Rabbi Rachel Goldenberg, Malkhut — Queens, New York

Rabbi Rachel Goldenberg. (Courtesy)

Independent
After serving on established pulpits across the country, in 2016 Goldenberg founded Malkhut, a diverse progressive Jewish spiritual community in Western Queens practicing ecstatic, musical, and contemplative prayer, mindfulness meditation through a Jewish lens, the study of Jewish sources and social justice work. Her community does not have a building of its own but rents space from churches for services.
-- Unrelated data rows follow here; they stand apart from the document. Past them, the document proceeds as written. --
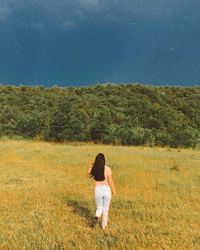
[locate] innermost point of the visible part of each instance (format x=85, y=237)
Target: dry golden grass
x=46, y=199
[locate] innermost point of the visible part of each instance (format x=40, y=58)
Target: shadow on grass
x=82, y=208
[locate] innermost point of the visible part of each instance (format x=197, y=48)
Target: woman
x=104, y=184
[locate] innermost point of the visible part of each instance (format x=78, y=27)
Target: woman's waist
x=102, y=183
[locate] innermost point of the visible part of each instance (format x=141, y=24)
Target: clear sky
x=80, y=42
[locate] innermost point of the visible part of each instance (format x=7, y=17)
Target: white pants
x=102, y=198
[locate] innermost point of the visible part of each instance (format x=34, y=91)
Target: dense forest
x=127, y=114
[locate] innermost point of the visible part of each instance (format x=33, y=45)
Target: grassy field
x=46, y=198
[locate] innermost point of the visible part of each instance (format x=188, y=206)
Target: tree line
x=126, y=114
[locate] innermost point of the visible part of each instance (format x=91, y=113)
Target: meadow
x=46, y=197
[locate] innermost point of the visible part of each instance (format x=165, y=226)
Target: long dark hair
x=97, y=171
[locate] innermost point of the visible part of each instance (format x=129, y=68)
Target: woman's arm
x=111, y=184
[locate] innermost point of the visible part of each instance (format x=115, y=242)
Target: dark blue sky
x=79, y=42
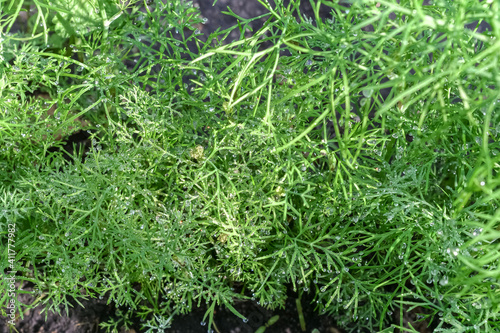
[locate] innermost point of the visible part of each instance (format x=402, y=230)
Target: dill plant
x=222, y=172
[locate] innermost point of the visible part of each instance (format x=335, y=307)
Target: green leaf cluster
x=354, y=157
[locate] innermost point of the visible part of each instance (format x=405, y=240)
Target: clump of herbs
x=226, y=172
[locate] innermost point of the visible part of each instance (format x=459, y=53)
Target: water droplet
x=444, y=281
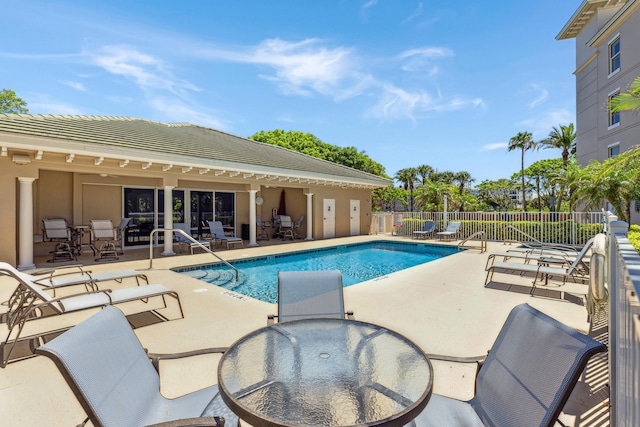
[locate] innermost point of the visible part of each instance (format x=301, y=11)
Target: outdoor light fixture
x=21, y=159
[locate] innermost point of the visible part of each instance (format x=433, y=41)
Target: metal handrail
x=189, y=237
x=483, y=240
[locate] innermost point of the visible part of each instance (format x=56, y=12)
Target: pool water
x=258, y=277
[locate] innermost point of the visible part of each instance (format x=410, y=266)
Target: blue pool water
x=358, y=262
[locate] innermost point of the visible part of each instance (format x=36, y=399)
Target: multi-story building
x=607, y=34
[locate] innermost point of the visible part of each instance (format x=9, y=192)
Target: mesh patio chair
x=525, y=380
x=310, y=294
x=105, y=239
x=427, y=230
x=184, y=241
x=217, y=234
x=118, y=383
x=57, y=230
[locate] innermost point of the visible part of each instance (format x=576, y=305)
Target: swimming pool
x=359, y=262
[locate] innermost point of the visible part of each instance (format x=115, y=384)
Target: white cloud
x=396, y=103
x=494, y=146
x=145, y=70
x=418, y=60
x=541, y=125
x=544, y=94
x=76, y=86
x=178, y=112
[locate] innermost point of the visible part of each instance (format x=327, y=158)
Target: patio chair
x=185, y=241
x=576, y=270
x=104, y=238
x=117, y=383
x=286, y=227
x=296, y=227
x=263, y=230
x=217, y=234
x=452, y=231
x=526, y=378
x=30, y=302
x=121, y=233
x=57, y=230
x=309, y=295
x=427, y=230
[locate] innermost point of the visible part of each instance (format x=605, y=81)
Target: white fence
x=569, y=228
x=624, y=327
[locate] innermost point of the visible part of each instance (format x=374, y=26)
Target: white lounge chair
x=114, y=379
x=217, y=234
x=452, y=231
x=31, y=302
x=542, y=269
x=427, y=230
x=185, y=241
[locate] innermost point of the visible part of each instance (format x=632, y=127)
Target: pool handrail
x=190, y=238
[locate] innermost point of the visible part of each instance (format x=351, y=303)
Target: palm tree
x=408, y=177
x=563, y=138
x=425, y=172
x=522, y=141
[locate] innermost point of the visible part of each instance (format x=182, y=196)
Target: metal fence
x=624, y=327
x=569, y=228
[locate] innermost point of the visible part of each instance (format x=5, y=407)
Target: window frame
x=614, y=58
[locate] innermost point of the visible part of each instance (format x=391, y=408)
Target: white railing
x=624, y=327
x=569, y=228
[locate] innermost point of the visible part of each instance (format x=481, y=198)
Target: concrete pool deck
x=442, y=306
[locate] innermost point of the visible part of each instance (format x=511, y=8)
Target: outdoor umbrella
x=282, y=210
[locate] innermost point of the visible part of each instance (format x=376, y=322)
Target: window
x=614, y=149
x=614, y=118
x=614, y=55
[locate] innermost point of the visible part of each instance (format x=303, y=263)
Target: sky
x=410, y=83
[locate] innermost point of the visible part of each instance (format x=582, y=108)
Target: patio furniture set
x=317, y=365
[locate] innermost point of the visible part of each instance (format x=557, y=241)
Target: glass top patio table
x=325, y=372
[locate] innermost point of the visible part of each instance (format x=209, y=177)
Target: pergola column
x=168, y=221
x=309, y=216
x=25, y=220
x=252, y=218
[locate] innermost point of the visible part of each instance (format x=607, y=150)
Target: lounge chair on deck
x=30, y=302
x=452, y=231
x=309, y=295
x=57, y=230
x=525, y=380
x=184, y=241
x=114, y=380
x=427, y=230
x=217, y=234
x=103, y=233
x=542, y=268
x=286, y=227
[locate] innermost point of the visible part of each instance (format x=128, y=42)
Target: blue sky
x=445, y=84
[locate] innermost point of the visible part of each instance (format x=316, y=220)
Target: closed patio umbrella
x=282, y=210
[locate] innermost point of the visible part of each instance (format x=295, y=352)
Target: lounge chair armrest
x=271, y=319
x=193, y=422
x=157, y=357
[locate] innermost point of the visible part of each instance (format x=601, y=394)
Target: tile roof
x=99, y=134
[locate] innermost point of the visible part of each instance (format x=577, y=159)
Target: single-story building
x=83, y=168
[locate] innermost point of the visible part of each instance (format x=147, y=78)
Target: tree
x=408, y=177
x=11, y=104
x=523, y=142
x=629, y=100
x=563, y=138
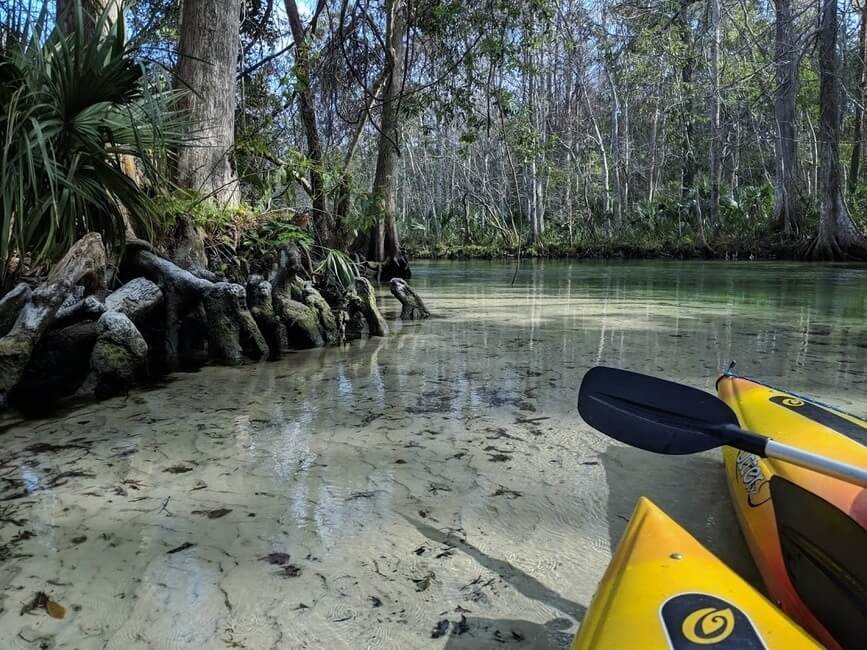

“I was at my in-laws’ apartment, visiting them, hanging out. It was shocking, terrifying, mostly just deep sadness,” Goldenberg says. “All I had was my phone and I was trying to figure out how to organize the havdalah vigil gathering for that night. Trump being in office, I feel like that sense of safety that I definitely took for granted as an American Jew and as a rabbi already was shattered to some extent — but that day, it was blown apart. The next Friday night, we gathered in the middle of Jackson Heights and there was a circle around us of people from the Bangladeshi, Muslim community, Buddhist community, the Chinese community. They showed up for us. The next Shabbat morning, when I went in to lead services, I was feeling nauseous and unwell. A dear friend noticed and gave me a hug. I burst into tears. That’s when I noticed it was in my body — the terror and that sense of being a sitting duck, that they are going to come for me.”

“Subconsciously I always felt, ‘Well, I am safe because I’m in a church and no one knows I am here,'” says Goldenberg. “We never implemented any security protocols because they were not our buildings. But the only thing we did was that when we had large events [before the COVID-19 pandemic] we had undercover security, not someone at the door. Having uniformed security presence creates a sense of safety for white Jews. It does not create a sense of safety for Jews of color, and we did not want to create that kind of a barrier for people walking into that kind of event. We are a very diverse integrated community here. It was a very hard conversation to have and think about.”

Rabbi Sholom Lipskar, The Shul of Bal Harbour — Surfside, Florida

Rabbi Sholom Lipskar. (Courtesy of The Shul)

Orthodox
Lipskar is the founder and leader of The Shul of Bal Harbour, a Chabad congregation in Miami’s Surfside neighborhood. Earlier this year, his congregation dealt with its own tragedy — the collapse of a condominium building in Surfside which killed 98 people, many of them members of the local Jewish community. On October 27, 2018, he was told of the shooting after Shabbat.

“I mean how can you feel when you hear that? It’s tragic. You feel hurt, you feel intruded upon, you feel somewhat threatened. And of course you feel very sorry, very sad. I’m sure everybody shared the same feeling,” says Lipskar.

“We had very strong security, maybe it was a little strengthened after that,” he says. “But our openness was not traded for a sense of fear or alarm in the community. We Jewish people are used to this kind of thing. That’s how unfortunately we’ve been treated throughout history. We operate with strength, resilience, courage and an attitude that we will overcome. Generally speaking, our community has become stronger, more connected, more committed, focused. There is a lot of vigilance going on, people are very aware. America has entered into a little bit of a difficult environment presently and we are more conscious of security and safety and so forth. Our objective is to do as much good as possible and of course to be aware of the fact that there are dangers and negative forces that always surround us.”